- Theatrical release poster
- Directed by: William Wyler
- Screenplay by: John Huston Charles Logue Tom Reed Wells Root
- Based on: The Storm by Langdon McCormick
- Produced by: Carl Laemmle
- Starring: Lupe Vélez Paul Cavanagh William "Stage" Boyd
- Cinematography: Alvin Wyckoff
- Production company: Universal Pictures
- Distributed by: Universal Pictures
- Release date: August 22, 1930;
- Running time: 80 minutes
- Country: United States
- Language: English

= The Storm (1930 film) =

1930 film by William Wyler

The Storm is a 1930 American pre-Code adventure film directed by William Wyler, written by John Huston, Charles Logue, Tom Reed and Wells Root, and starring Lupe Vélez, Paul Cavanagh, William "Stage" Boyd, Alphonse Ethier and Ernie Adams.
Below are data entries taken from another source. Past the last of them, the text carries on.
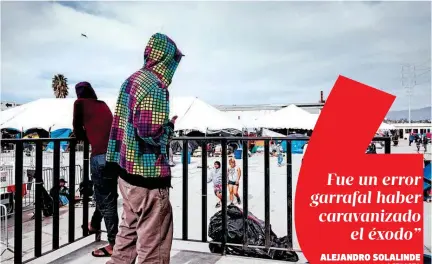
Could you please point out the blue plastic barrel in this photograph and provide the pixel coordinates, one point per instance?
(297, 146)
(188, 157)
(238, 153)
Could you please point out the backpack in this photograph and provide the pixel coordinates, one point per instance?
(47, 203)
(86, 189)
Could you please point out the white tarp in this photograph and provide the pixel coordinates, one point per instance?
(269, 133)
(290, 117)
(385, 126)
(198, 115)
(43, 113)
(52, 114)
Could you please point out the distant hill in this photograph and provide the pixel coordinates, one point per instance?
(416, 114)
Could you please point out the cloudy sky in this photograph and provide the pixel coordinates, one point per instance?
(236, 52)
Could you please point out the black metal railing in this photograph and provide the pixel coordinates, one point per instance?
(73, 172)
(18, 247)
(245, 171)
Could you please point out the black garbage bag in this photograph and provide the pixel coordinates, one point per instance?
(255, 233)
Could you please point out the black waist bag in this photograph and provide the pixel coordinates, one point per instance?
(86, 189)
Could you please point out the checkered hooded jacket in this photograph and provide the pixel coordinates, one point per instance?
(141, 126)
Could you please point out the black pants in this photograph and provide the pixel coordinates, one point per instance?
(105, 196)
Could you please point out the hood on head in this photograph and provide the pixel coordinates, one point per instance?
(162, 57)
(85, 90)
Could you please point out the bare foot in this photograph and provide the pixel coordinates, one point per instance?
(103, 251)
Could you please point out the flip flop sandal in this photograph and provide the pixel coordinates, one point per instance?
(91, 232)
(104, 251)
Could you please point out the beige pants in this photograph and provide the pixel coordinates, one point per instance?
(146, 230)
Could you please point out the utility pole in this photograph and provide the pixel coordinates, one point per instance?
(408, 82)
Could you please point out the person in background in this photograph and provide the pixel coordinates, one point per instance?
(279, 152)
(137, 152)
(62, 192)
(215, 175)
(411, 138)
(425, 141)
(92, 122)
(418, 142)
(234, 175)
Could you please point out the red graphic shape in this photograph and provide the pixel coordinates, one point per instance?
(346, 126)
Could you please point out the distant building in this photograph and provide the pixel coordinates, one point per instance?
(5, 105)
(248, 113)
(404, 129)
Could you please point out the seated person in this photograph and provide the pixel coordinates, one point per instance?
(63, 192)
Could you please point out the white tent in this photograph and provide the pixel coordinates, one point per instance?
(48, 114)
(52, 114)
(269, 133)
(198, 115)
(290, 117)
(385, 126)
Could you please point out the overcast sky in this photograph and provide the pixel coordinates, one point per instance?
(236, 52)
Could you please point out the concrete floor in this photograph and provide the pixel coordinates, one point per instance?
(79, 252)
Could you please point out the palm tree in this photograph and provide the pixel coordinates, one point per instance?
(60, 86)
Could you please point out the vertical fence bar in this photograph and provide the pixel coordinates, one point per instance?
(245, 193)
(85, 183)
(185, 161)
(204, 192)
(72, 167)
(224, 195)
(18, 202)
(387, 145)
(267, 192)
(56, 202)
(289, 196)
(38, 198)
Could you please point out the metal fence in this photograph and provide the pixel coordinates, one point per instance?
(73, 169)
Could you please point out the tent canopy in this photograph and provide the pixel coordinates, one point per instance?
(290, 117)
(194, 114)
(385, 126)
(47, 114)
(52, 114)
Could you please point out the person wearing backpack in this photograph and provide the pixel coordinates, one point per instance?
(92, 122)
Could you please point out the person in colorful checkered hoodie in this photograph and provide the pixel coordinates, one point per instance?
(137, 151)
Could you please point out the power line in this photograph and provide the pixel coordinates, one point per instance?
(408, 79)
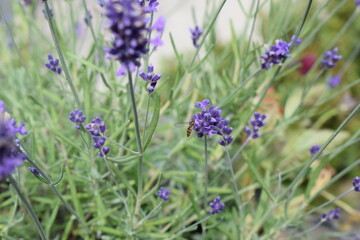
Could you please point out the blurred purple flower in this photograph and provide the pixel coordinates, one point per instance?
(164, 193)
(314, 149)
(356, 184)
(332, 214)
(256, 123)
(10, 157)
(53, 64)
(330, 58)
(334, 81)
(34, 171)
(277, 53)
(195, 35)
(77, 117)
(216, 205)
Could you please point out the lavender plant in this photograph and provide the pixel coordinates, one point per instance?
(257, 115)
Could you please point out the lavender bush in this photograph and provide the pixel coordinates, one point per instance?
(271, 114)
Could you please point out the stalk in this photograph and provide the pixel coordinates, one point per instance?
(28, 208)
(138, 142)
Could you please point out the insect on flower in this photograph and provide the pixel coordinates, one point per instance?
(190, 124)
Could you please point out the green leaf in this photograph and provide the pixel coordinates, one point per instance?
(154, 120)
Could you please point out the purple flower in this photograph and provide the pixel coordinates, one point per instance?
(86, 18)
(356, 184)
(53, 65)
(77, 117)
(150, 77)
(332, 214)
(314, 149)
(330, 58)
(2, 107)
(127, 22)
(51, 13)
(334, 81)
(209, 122)
(158, 26)
(10, 157)
(277, 53)
(216, 205)
(195, 35)
(34, 171)
(96, 127)
(256, 123)
(164, 193)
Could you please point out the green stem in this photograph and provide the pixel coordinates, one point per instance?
(206, 176)
(61, 56)
(328, 202)
(138, 142)
(291, 187)
(207, 32)
(191, 227)
(49, 181)
(146, 117)
(28, 208)
(233, 181)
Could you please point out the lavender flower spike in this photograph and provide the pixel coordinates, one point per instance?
(334, 81)
(150, 77)
(34, 171)
(195, 35)
(332, 214)
(356, 184)
(216, 205)
(10, 157)
(277, 53)
(314, 149)
(128, 23)
(77, 117)
(256, 122)
(330, 58)
(209, 122)
(53, 65)
(164, 193)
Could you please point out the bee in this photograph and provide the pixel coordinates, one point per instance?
(190, 127)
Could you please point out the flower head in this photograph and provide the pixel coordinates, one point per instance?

It was released on August 22, 1930, by Universal Pictures.

==Plot==
Burr and Dave, two close friends who have backed each other up in countless difficulties, are torn apart by the arrival of a woman, Manette, who becomes stranded with them in their cabin during a raging blizzard.

==Cast==
- Lupe Vélez as Manette Fachard
- Paul Cavanagh as Dave Stewart
- William "Stage" Boyd as Burr Winton
- Alphonse Ethier as Jacques Fachard
- Ernie Adams as Johnny Behind the 8-Ball

== Preservation Status ==
The Library of Congress are in possession of a print.